The pooling water has damaged systems, and the radiation hazard has prevented workers from getting close enough to power up cooling systems needed to stabilize dangerously vulnerable fuel rods.
On Saturday, they discovered that some radioactive water was pouring into the ocean.
The less-radioactive water that officials are dumping purposely into the sea is up to 500 times the legal limit for radiation.
“We think releasing water with low levels of radiation is preferable to allowing water with high levels of radiation to be released into the environment,” said Junichi Matsumoto, an official with plant operator Tokyo Electric Power Co. (Tepco).
Workers need to get rid of the highly radioactive water, but first they need somewhere safe to put it. Much of the less-radioactive water being dumped into the sea is from the tsunami and had accumulated in a nuclear waste storage building.
The building is not meant to hold water, but it’s also not leaking, so engineers decided to empty it so they can pump in the more-radioactive water. The rest of the water going into the sea is coming from a trench beneath two of the plant’s six reactors.

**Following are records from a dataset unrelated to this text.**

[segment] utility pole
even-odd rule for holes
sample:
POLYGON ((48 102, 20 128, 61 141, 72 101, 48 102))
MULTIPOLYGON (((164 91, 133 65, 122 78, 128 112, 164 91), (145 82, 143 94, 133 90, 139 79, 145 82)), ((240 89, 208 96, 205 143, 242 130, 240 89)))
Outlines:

More water keeps pooling because Tepco has been forced to rely on makeshift methods of bringing down temperatures and pressure by pumping water into the reactors and allowing it to gush out wherever it can. It is a messy process, but it is preventing a full meltdown of the fuel rods that would release even more radioactivity into the environment.
“We must keep putting water into the reactors to cool to prevent further fuel damage, even though we know that there is a side effect, which is the leakage,” said Hidehiko Nishiyama, a spokesman for Japan’s Nuclear and Industrial Safety Agency. “We want to get rid of the stagnant water and decontaminate the place so that we can return to our primary task to restore the sustainable cooling capacity as quickly as possible.”